In fields under gas injection, appropriately modeling and understanding gas miscibility is critical to developing accurate production forecasts and managing the field development. The field under consideration in this paper is a deep-water brownfield with crestal gas re-injection and peripheral water injection to maintain reservoir pressure. Over the past 10 years of oil production from the field, associated production gas has been largely re-injected into the reservoirs and has led to significant increases in the reservoir gas saturation. Initial fluid studies performed indicated that the injected gas is miscible above a given minimum miscibility pressure (MMP). However, as the pressure is depleted in the field, this may be challenged.

Modeling of the gas miscibility in the field is done using a modified black oil dynamic simulation model that includes Todd-Longstaff miscibility formulation. However, this method may not fully capture the change in fluid behavior as the pressure depletes and cumulative gas injection into the reservoir is increased.

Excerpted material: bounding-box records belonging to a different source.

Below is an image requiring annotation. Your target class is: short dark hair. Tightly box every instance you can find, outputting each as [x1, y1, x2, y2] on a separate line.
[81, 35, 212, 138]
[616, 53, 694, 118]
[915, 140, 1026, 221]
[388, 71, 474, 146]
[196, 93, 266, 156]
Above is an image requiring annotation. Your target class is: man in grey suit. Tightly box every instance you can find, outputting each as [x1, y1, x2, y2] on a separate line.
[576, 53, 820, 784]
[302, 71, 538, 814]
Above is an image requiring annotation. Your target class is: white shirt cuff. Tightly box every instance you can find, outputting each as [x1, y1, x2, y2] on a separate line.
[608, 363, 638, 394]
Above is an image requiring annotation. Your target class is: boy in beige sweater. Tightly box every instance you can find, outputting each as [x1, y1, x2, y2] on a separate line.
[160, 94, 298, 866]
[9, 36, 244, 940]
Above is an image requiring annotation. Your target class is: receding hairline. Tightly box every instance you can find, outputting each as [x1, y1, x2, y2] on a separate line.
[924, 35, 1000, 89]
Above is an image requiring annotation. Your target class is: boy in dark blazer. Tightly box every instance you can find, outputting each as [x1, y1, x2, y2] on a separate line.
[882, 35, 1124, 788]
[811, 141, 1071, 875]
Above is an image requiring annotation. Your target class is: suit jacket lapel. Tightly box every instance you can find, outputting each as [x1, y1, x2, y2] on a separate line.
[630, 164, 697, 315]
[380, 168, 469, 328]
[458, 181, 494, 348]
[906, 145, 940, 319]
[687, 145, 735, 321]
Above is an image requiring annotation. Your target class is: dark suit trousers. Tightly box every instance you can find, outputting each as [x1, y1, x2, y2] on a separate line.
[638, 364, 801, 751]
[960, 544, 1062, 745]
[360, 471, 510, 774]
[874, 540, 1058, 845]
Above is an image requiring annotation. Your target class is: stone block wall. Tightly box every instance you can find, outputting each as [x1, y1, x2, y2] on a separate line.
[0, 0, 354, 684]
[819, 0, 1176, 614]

This study focuses on the gas phase behavior and gas miscible displacement process through a full-field compositional simulation model to evaluate the performance of the black oil model as well as to gain additional insight into the fluid behavior in this field. This study also compares the long-term production prediction between the two models where the gas production and gas injection rates are high and reservoir pressures decline near to minimum miscibility pressure. The comparison results in a similar oil recovery in the two models. The results also indicate that the black oil model with Todd-Longstaff option can effectively simulate the gas miscible process, but the compositional model is essential to gain a more in-depth understanding of the gas miscible process and displacement over time.